Saving a DataFrame to an Excel file using Pandas


Many times, you may want to make changes to your original dataset as you clean the data, filter by certain categories, and more. After this, you may want to share these new and improved datasets with the world. An easy way to save your dataset is to export it to an Excel file that can then be shared. This can be done with the pandas to_excel function.

Saving a DataFrame as an Excel File

For this example, we will use the GPA Dataset, a dataset that contains the GPA for courses at the University of Illinois over a 10 year period.

First we will read in the dataset using pd.read_csv. A more detailed guide on how to create a dataset from a csv can be found here. Let's say for our assignment, we only want to look at the GPAs of Statistics classes for the past 10 years and save that dataset as a CSV. We saved that dataset into the variable stat_gpas.

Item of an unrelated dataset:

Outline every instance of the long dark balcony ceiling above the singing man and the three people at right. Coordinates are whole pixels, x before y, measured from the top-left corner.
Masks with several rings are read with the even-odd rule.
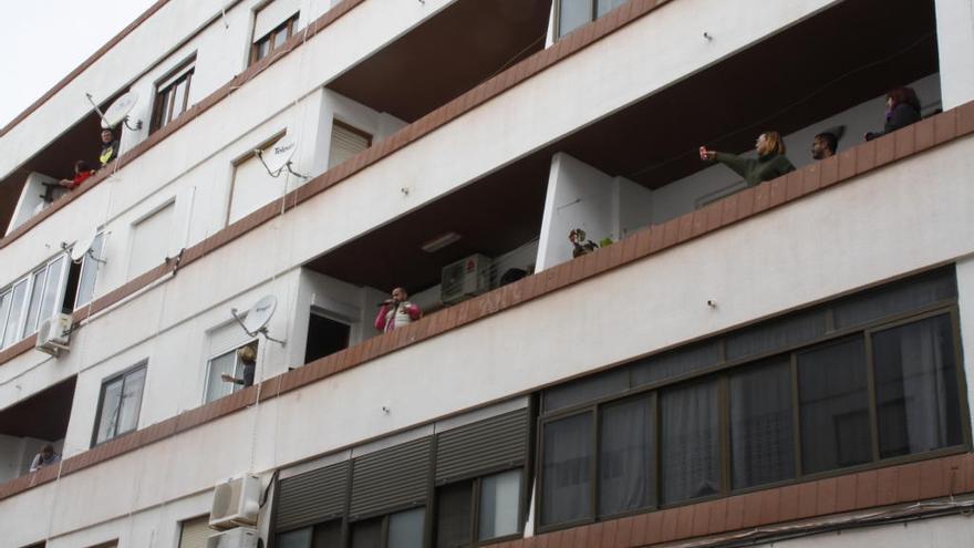
[[[556,152],[659,188],[703,168],[701,144],[744,152],[764,130],[788,134],[936,72],[934,32],[931,0],[841,2],[308,266],[380,289],[429,287],[453,260],[498,255],[538,237]],[[443,66],[449,65],[439,72]],[[431,74],[417,74],[412,85]],[[396,91],[403,101],[411,96]],[[882,121],[877,112],[877,127]],[[419,250],[446,231],[464,239],[436,254]]]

Then we can use the to_excel function to save that DataFrame as a file named STAT_GPA.xlsx.

import pandas as pd 
df = pd.read_csv("https://waf.cs.illinois.edu/discovery/gpa.csv")
stat_gpas = df[df["Subject"] == "STAT"]
stat_gpas.to_excel("STAT_GPA.xlsx")
Saving a dataframe to an Excel File

Saving multiple DataFrames as sheets in an Excel File

With an excel file, we can save multiple DataFrames in one file. Say we want to save both the original and modified dataset from the last example in one excel workbook on two different sheets.

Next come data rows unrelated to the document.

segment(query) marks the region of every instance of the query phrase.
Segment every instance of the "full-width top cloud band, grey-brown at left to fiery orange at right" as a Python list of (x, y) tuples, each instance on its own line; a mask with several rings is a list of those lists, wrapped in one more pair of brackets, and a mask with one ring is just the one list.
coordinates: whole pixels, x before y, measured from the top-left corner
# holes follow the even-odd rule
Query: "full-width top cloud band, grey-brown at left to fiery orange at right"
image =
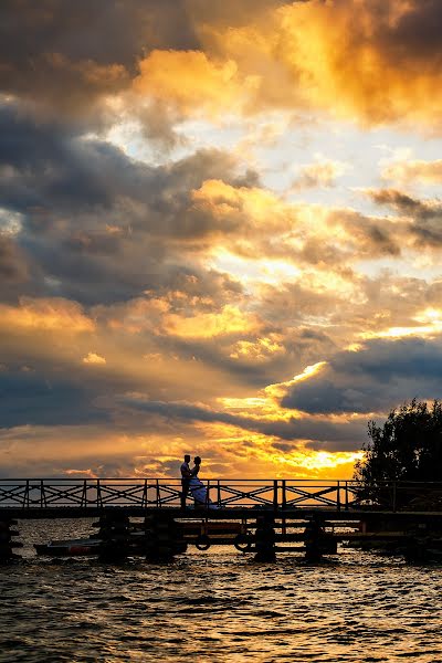
[(0, 10), (0, 85), (40, 116), (99, 127), (124, 108), (169, 141), (169, 119), (274, 108), (440, 130), (438, 0), (20, 8), (6, 0)]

For this we will need to specify an ExcelWriter. The input for the excel writer will be the name of the excel file we want to output.
If we name our output file GPA_breakdown.xlsx, our writer would look like this: pd.ExcelWriter("GPA_breakdown.xlsx").

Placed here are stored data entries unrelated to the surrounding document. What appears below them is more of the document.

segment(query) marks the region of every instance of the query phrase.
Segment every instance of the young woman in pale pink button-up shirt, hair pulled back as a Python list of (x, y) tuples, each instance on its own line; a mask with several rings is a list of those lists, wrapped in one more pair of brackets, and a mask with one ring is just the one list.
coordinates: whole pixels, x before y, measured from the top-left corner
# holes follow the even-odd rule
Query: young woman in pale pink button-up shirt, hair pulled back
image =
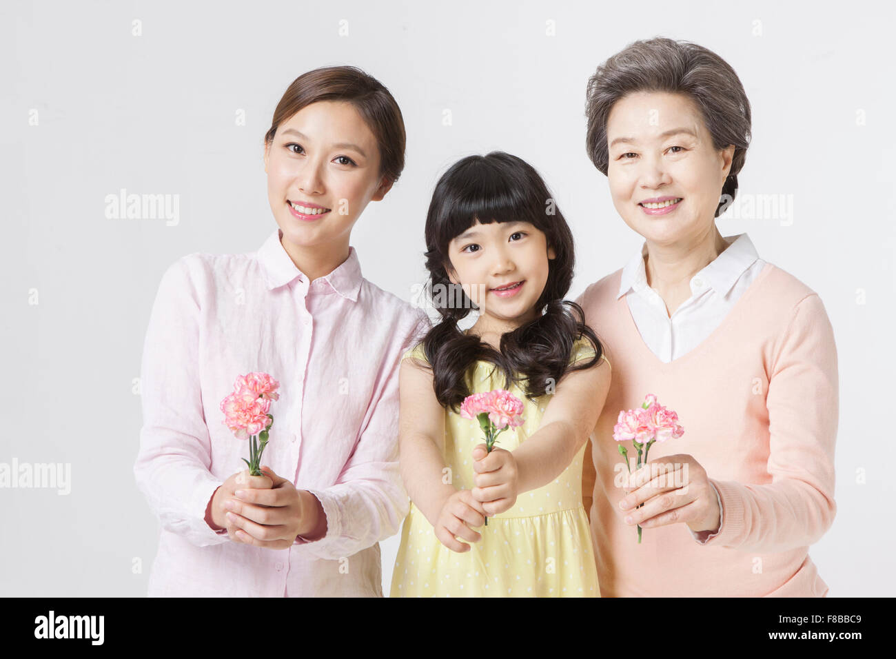
[[(426, 315), (361, 276), (352, 227), (404, 166), (401, 110), (354, 67), (289, 85), (264, 137), (277, 228), (162, 277), (142, 360), (137, 485), (162, 525), (150, 595), (382, 595), (408, 510), (397, 370)], [(221, 195), (232, 191), (221, 190)], [(280, 383), (263, 454), (222, 423), (239, 375)]]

Next, we would use our .to_excel function, but this time with two inputs: first, our writer, and second a sheet name for each DataFrame we want as a sheet in our workbook. Altogether, our code would look like this:

import pandas as pd 
df = pd.read_csv("https://waf.cs.illinois.edu/discovery/gpa.csv")
stat_gpas = df[df["Subject"] == "STAT"]

with pd.ExcelWriter("GPA_breakdown.xlsx") as writer: 
    df.to_excel(writer, sheet_name='GPA_Dataset')
    stat_gpas.to_excel(writer, sheet_name='STAT_GPAs')
Saving two dataframes as separate sheets

Pandas Documentation

The full documentation for to_excel is available in the pandas documentation.